One industry estimate by the firm Hiya, as first reported by the Washington Post, says these types of unwanted communication accounted for nearly a third of the 26.3 billion robocalls made to Americans in 2018.

“Our goal is to provide authentication so that consumers know who’s calling them,” said Sen. Edward Markey, D-Mass, who authored the bill with Thune. Markey said the measure would slap offenders with “much tougher penalties which the federal government can impose upon these fraudsters, upon these scammers, upon these tricksters who have insinuated themselves into the lives of every single American.”

The Federal Trade Commission’s “National Do Not Call Registry” has proved ineffective in the face of a rising problem as millions of consumers can attest. Technology has improved to such a degree, lawmakers said, particularly with regard to reaching cell phones, that senators said it’s time for the laws to catch up.

“Since we’re seeing such an escalation of the use of technology to disturb people’s homes, we need an escalation in technology in order to give people protections in their homes and also on their iPhones,” Markey said, holding out his own phone. “iPhones have now become a place where no longer is privacy protected.”

The legislation, similar to a bill introduced in the House last week by Rep. Frank Pallone, D-N.J., would mandate that major phone carriers, such as AT&T and Verizon, employ technology within roughly 18 months of final passage that would tell consumers the origin of an incoming call and whether that number has been verified. The Pallone bill has an added advantage to consumers: It requires that this service be provided for free.

“We are going to say to the telephone and cable companies that there must be an authentication technology that detects where these calls come from so it’s very clear that they don’t come from the United States of America … and you don’t have to answer that call because you will know where they come from,” Markey said.
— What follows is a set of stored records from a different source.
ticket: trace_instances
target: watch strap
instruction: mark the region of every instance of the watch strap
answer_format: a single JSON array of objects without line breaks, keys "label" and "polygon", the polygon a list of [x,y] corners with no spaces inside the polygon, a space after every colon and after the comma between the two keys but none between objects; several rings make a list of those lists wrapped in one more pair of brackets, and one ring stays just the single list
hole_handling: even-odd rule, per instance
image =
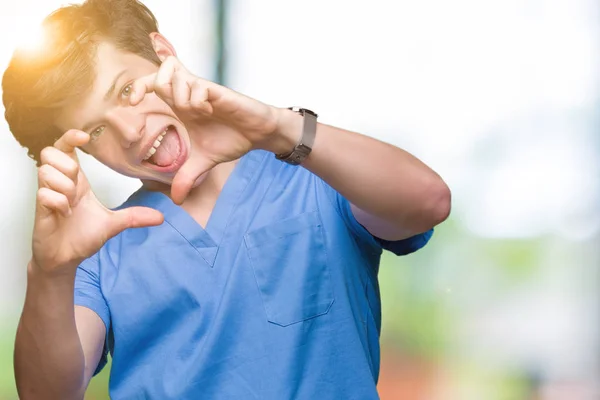
[{"label": "watch strap", "polygon": [[302,135],[294,149],[286,154],[276,154],[278,160],[288,164],[299,165],[312,151],[317,134],[317,117],[318,115],[311,110],[299,107],[289,107],[289,110],[299,113],[303,117]]}]

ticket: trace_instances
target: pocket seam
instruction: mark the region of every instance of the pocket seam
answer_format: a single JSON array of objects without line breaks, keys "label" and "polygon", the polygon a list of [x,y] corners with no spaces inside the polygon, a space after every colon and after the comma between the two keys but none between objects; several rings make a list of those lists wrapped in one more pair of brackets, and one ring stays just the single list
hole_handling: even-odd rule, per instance
[{"label": "pocket seam", "polygon": [[[286,222],[293,223],[293,221],[302,218],[302,216],[305,216],[306,214],[310,214],[311,216],[308,220],[305,220],[305,222],[299,224],[297,227],[290,228],[289,226],[285,225]],[[293,231],[285,232],[283,235],[278,235],[277,232],[270,232],[268,234],[258,233],[257,237],[262,240],[252,239],[252,234],[254,232],[265,232],[269,228],[273,229],[273,226],[283,226],[283,228],[280,229],[293,229]],[[318,233],[318,236],[314,235],[315,233]],[[322,257],[310,257],[309,259],[307,259],[309,265],[305,265],[304,268],[309,271],[309,275],[310,271],[314,271],[313,275],[316,277],[316,281],[321,282],[313,288],[313,293],[311,293],[310,290],[304,291],[302,293],[303,295],[299,299],[295,299],[297,301],[294,302],[293,305],[289,306],[288,308],[281,308],[282,305],[285,306],[286,304],[286,302],[280,300],[281,293],[288,292],[288,289],[289,291],[293,291],[293,287],[291,287],[292,285],[289,285],[289,288],[286,287],[288,286],[285,283],[286,281],[282,280],[280,282],[277,282],[280,289],[274,292],[274,294],[267,295],[266,293],[269,292],[268,285],[265,284],[266,281],[264,277],[261,277],[260,275],[269,274],[271,272],[271,269],[277,268],[277,266],[272,265],[273,261],[271,263],[267,261],[261,264],[261,258],[257,257],[257,253],[260,253],[259,250],[263,246],[265,248],[269,248],[272,245],[277,244],[274,243],[274,241],[286,240],[286,238],[290,238],[300,234],[309,235],[309,238],[311,238],[309,246],[318,244],[318,246],[315,246],[315,248],[317,249],[317,252],[320,252],[322,254]],[[285,327],[297,324],[302,321],[307,321],[316,317],[323,316],[327,314],[329,310],[331,310],[331,307],[335,302],[335,296],[333,291],[330,266],[328,262],[329,252],[327,251],[327,235],[325,234],[324,226],[316,210],[301,213],[294,217],[286,218],[284,220],[277,221],[273,224],[262,226],[256,230],[246,233],[246,235],[244,236],[246,254],[248,260],[250,261],[255,283],[260,294],[263,311],[265,313],[266,320],[269,323]],[[316,260],[317,262],[310,262],[310,260]],[[303,273],[302,275],[304,276],[306,275],[306,273]],[[283,287],[283,289],[281,289],[281,287]],[[317,298],[315,298],[311,303],[305,303],[306,299],[311,297]],[[312,309],[312,311],[305,312],[306,309]]]}]

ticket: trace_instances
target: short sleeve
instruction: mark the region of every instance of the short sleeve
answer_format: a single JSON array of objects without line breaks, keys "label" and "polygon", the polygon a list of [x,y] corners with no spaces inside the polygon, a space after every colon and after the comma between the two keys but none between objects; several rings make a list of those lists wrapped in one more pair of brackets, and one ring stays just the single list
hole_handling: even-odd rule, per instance
[{"label": "short sleeve", "polygon": [[433,236],[433,228],[427,232],[423,232],[402,240],[390,241],[380,239],[378,237],[375,237],[375,240],[377,240],[383,249],[391,251],[397,256],[405,256],[407,254],[414,253],[425,246],[427,242],[429,242],[429,239],[431,239],[431,236]]},{"label": "short sleeve", "polygon": [[379,244],[373,235],[362,226],[352,213],[350,202],[344,196],[342,196],[337,190],[329,186],[325,181],[317,177],[320,182],[321,188],[325,191],[327,198],[336,209],[337,213],[342,217],[346,227],[352,232],[352,234],[358,238],[361,243],[367,245],[373,252],[381,253],[381,244]]},{"label": "short sleeve", "polygon": [[425,246],[433,235],[433,229],[431,229],[427,232],[396,241],[389,241],[375,237],[356,220],[354,213],[352,212],[350,202],[327,183],[322,180],[321,182],[327,193],[327,196],[329,197],[329,200],[333,203],[338,213],[342,216],[348,228],[356,237],[361,239],[363,243],[368,244],[375,250],[384,249],[391,251],[398,256],[404,256],[414,253]]},{"label": "short sleeve", "polygon": [[[100,262],[97,254],[84,260],[77,268],[77,273],[75,275],[74,303],[76,306],[89,308],[98,314],[100,319],[102,319],[102,322],[104,322],[108,337],[110,329],[110,313],[100,288]],[[107,356],[108,346],[105,340],[102,357],[100,358],[94,375],[104,368],[107,362]]]}]

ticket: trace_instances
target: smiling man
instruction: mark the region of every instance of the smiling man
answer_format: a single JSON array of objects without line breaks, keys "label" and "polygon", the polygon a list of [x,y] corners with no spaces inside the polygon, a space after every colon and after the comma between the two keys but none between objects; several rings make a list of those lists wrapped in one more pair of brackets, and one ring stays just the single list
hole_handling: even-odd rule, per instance
[{"label": "smiling man", "polygon": [[[20,398],[374,399],[382,249],[450,210],[407,152],[194,76],[134,0],[88,0],[16,51],[6,119],[39,166]],[[80,148],[142,187],[105,208]]]}]

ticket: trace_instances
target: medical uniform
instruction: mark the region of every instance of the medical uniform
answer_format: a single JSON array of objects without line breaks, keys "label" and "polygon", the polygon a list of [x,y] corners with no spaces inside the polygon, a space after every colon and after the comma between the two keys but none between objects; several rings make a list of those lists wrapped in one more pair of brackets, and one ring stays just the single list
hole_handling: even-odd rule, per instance
[{"label": "medical uniform", "polygon": [[107,328],[113,399],[377,399],[382,246],[350,204],[302,167],[252,151],[203,229],[162,193],[161,211],[77,271],[75,304]]}]

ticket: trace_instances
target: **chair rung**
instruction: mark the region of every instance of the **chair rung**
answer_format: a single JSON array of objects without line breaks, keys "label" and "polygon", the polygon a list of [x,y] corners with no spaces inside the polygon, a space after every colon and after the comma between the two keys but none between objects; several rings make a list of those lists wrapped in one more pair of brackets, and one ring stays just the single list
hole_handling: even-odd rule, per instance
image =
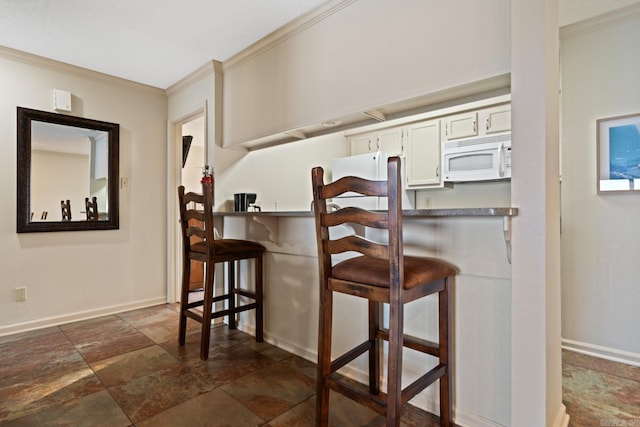
[{"label": "chair rung", "polygon": [[235,292],[237,295],[240,295],[240,296],[243,296],[243,297],[256,299],[256,293],[255,293],[255,292],[245,291],[245,290],[243,290],[243,289],[236,289],[234,292]]},{"label": "chair rung", "polygon": [[381,392],[379,395],[374,396],[364,388],[356,388],[335,377],[327,377],[325,379],[325,384],[331,390],[336,391],[373,411],[376,411],[380,415],[384,416],[387,412],[387,395],[385,393]]},{"label": "chair rung", "polygon": [[[227,316],[229,314],[237,314],[237,313],[241,313],[243,311],[253,310],[254,308],[257,308],[257,307],[258,307],[258,303],[254,302],[254,303],[251,303],[251,304],[245,304],[245,305],[241,305],[241,306],[235,307],[233,309],[233,311],[231,311],[229,309],[218,310],[218,311],[214,311],[214,312],[211,313],[211,318],[212,319],[217,319],[218,317]],[[190,310],[185,310],[184,314],[187,317],[190,317],[191,319],[202,323],[202,320],[203,320],[202,314],[194,312],[194,311],[190,311]]]},{"label": "chair rung", "polygon": [[204,305],[204,300],[194,301],[187,304],[186,308],[191,309],[195,307],[202,307]]},{"label": "chair rung", "polygon": [[342,368],[344,365],[351,362],[358,356],[366,353],[371,348],[373,348],[373,343],[371,341],[363,342],[359,346],[353,348],[352,350],[349,350],[348,352],[346,352],[345,354],[343,354],[342,356],[338,357],[336,360],[331,362],[330,371],[332,373],[336,372],[338,369]]},{"label": "chair rung", "polygon": [[199,313],[196,313],[196,312],[193,312],[193,311],[190,311],[190,310],[184,310],[183,314],[185,316],[187,316],[187,317],[190,317],[193,320],[196,320],[196,321],[202,323],[202,315],[199,314]]},{"label": "chair rung", "polygon": [[[429,372],[418,378],[411,383],[408,387],[402,390],[402,405],[413,399],[418,393],[425,388],[432,385],[437,379],[442,378],[447,373],[447,366],[445,364],[439,364]],[[372,395],[369,393],[366,386],[362,385],[362,389],[357,386],[347,384],[344,380],[336,378],[336,376],[329,376],[325,379],[325,384],[331,390],[336,391],[361,405],[366,406],[369,409],[376,411],[381,415],[385,415],[387,410],[387,394],[380,392],[379,395]]]},{"label": "chair rung", "polygon": [[[385,341],[389,341],[389,330],[384,328],[378,330],[376,337]],[[438,343],[411,335],[405,335],[403,337],[402,346],[410,348],[412,350],[420,351],[422,353],[430,354],[431,356],[440,356],[440,348],[438,346]]]},{"label": "chair rung", "polygon": [[409,384],[402,390],[402,404],[404,405],[420,393],[425,388],[433,384],[437,379],[442,378],[447,374],[447,365],[440,363],[435,368]]}]

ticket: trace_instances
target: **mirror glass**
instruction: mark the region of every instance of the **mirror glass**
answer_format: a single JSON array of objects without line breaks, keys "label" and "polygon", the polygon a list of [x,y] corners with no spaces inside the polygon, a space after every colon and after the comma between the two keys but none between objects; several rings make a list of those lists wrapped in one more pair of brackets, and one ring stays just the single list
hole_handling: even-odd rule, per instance
[{"label": "mirror glass", "polygon": [[17,231],[118,228],[118,145],[115,123],[18,107]]}]

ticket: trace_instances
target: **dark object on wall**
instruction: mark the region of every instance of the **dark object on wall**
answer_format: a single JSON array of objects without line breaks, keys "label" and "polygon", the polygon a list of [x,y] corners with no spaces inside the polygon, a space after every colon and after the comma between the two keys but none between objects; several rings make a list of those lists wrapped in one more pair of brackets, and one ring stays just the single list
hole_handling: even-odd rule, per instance
[{"label": "dark object on wall", "polygon": [[187,163],[187,156],[189,156],[191,141],[193,141],[193,136],[191,135],[184,135],[182,137],[182,167]]}]

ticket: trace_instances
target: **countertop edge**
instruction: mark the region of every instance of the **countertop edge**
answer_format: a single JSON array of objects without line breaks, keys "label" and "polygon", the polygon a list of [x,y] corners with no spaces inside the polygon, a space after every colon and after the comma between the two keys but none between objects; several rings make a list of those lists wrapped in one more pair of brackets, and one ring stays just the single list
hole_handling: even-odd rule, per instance
[{"label": "countertop edge", "polygon": [[[311,211],[257,211],[257,212],[214,212],[218,217],[313,217]],[[449,209],[407,209],[404,217],[458,217],[458,216],[517,216],[518,208],[449,208]]]}]

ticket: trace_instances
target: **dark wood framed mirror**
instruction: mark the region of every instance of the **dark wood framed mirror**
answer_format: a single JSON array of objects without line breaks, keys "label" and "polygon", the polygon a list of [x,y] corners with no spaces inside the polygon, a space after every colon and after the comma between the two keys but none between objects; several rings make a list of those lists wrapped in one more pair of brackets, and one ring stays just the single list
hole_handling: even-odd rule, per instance
[{"label": "dark wood framed mirror", "polygon": [[17,121],[17,232],[119,228],[120,125],[23,107]]}]

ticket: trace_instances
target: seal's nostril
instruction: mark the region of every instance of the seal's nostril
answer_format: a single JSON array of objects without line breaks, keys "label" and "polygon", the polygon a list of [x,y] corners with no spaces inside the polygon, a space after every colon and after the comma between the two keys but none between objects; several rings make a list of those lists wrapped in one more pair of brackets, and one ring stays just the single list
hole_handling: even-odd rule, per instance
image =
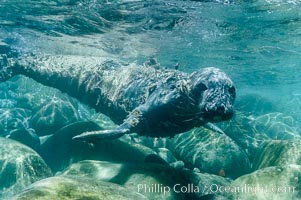
[{"label": "seal's nostril", "polygon": [[217,108],[217,112],[219,112],[219,113],[224,113],[225,112],[225,107],[224,106],[219,106],[218,108]]},{"label": "seal's nostril", "polygon": [[228,91],[229,91],[229,93],[230,94],[235,94],[235,87],[230,87],[229,89],[228,89]]}]

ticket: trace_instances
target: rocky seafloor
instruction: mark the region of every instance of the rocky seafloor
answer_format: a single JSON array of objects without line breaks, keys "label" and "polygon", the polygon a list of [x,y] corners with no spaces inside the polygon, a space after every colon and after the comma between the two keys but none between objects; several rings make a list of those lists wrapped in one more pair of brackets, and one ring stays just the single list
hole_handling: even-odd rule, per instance
[{"label": "rocky seafloor", "polygon": [[0,88],[0,199],[301,198],[300,126],[258,94],[237,98],[226,134],[88,144],[72,137],[115,124],[22,76]]}]

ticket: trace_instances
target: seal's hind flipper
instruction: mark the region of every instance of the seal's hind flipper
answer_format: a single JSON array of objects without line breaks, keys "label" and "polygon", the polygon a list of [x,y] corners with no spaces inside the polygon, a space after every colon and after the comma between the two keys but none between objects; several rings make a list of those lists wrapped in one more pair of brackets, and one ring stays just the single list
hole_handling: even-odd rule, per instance
[{"label": "seal's hind flipper", "polygon": [[104,140],[104,139],[113,140],[129,133],[129,131],[130,131],[129,129],[120,129],[120,128],[113,129],[113,130],[89,131],[74,136],[72,139],[87,141],[87,142]]}]

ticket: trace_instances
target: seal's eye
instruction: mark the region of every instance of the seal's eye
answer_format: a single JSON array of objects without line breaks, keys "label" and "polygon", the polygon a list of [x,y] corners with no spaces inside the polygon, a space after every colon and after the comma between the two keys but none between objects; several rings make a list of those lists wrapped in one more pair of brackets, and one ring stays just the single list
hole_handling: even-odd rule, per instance
[{"label": "seal's eye", "polygon": [[228,89],[228,92],[230,93],[230,94],[235,94],[235,87],[230,87],[229,89]]},{"label": "seal's eye", "polygon": [[201,92],[201,91],[205,91],[207,90],[207,86],[204,83],[199,83],[196,87],[197,91]]}]

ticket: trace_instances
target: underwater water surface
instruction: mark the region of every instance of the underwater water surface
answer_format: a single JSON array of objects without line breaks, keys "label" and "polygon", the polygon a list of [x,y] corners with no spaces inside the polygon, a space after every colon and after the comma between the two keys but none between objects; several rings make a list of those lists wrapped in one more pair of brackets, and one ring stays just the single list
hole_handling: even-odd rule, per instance
[{"label": "underwater water surface", "polygon": [[[24,76],[2,82],[0,135],[34,151],[14,162],[19,152],[8,149],[25,150],[3,141],[0,198],[29,199],[30,184],[57,192],[44,199],[65,198],[56,195],[72,182],[70,199],[90,195],[90,187],[108,196],[118,190],[121,197],[112,198],[123,199],[301,199],[301,1],[1,0],[0,39],[1,58],[71,55],[141,66],[155,59],[187,73],[214,66],[237,92],[234,117],[217,124],[226,135],[200,127],[173,139],[129,136],[93,146],[74,144],[71,136],[115,127],[108,116]],[[171,168],[145,164],[149,157]],[[154,191],[155,184],[173,190],[178,183],[203,190]],[[153,190],[139,191],[138,184]],[[282,188],[231,193],[215,187],[247,184]]]}]

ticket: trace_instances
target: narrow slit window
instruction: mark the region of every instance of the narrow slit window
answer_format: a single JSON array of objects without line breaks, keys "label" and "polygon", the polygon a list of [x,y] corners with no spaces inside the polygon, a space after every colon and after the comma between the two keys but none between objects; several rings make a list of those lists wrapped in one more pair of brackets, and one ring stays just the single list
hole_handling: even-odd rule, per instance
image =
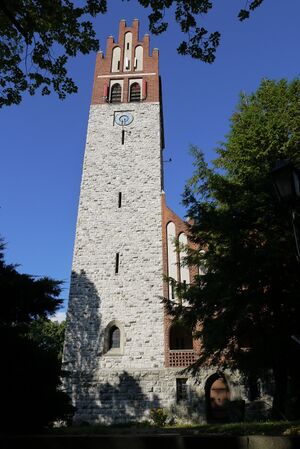
[{"label": "narrow slit window", "polygon": [[116,266],[115,266],[115,273],[119,273],[119,262],[120,262],[120,254],[116,253]]},{"label": "narrow slit window", "polygon": [[122,145],[124,145],[125,142],[125,131],[122,129]]},{"label": "narrow slit window", "polygon": [[119,202],[118,202],[118,207],[122,207],[122,192],[119,192]]},{"label": "narrow slit window", "polygon": [[171,284],[171,299],[175,299],[174,284]]}]

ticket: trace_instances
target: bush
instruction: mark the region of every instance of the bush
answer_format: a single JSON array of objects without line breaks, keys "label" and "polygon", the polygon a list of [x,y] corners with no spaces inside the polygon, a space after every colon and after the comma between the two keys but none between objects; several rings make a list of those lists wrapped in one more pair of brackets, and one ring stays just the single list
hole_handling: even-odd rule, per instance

In a letter to the committee from all 50 state attorneys general announcing support of the new legislative push, the group warns, “The hardware and software required to make robocalls is easy to obtain, is relatively inexpensive, enables ‘mass-dialing of thousands of calls for pennies,’ and allows telemarketers to fake or ‘spoof’ Caller ID information.”

“Although several providers and third parties offer call blocking and caller identification verification products, virtually anyone can send millions of illegal robocalls and frustrate law enforcement with just a computer, inexpensive software (i.e., auto-dialer and spoofing programs), and an internet connection,” the letter continued.

The FCC Chairman Ajit Pai last year called on phone carriers to act to implement authentication technology, but he did not mandate it.

Lawmakers are now coming together to make these major changes to the system mandatory.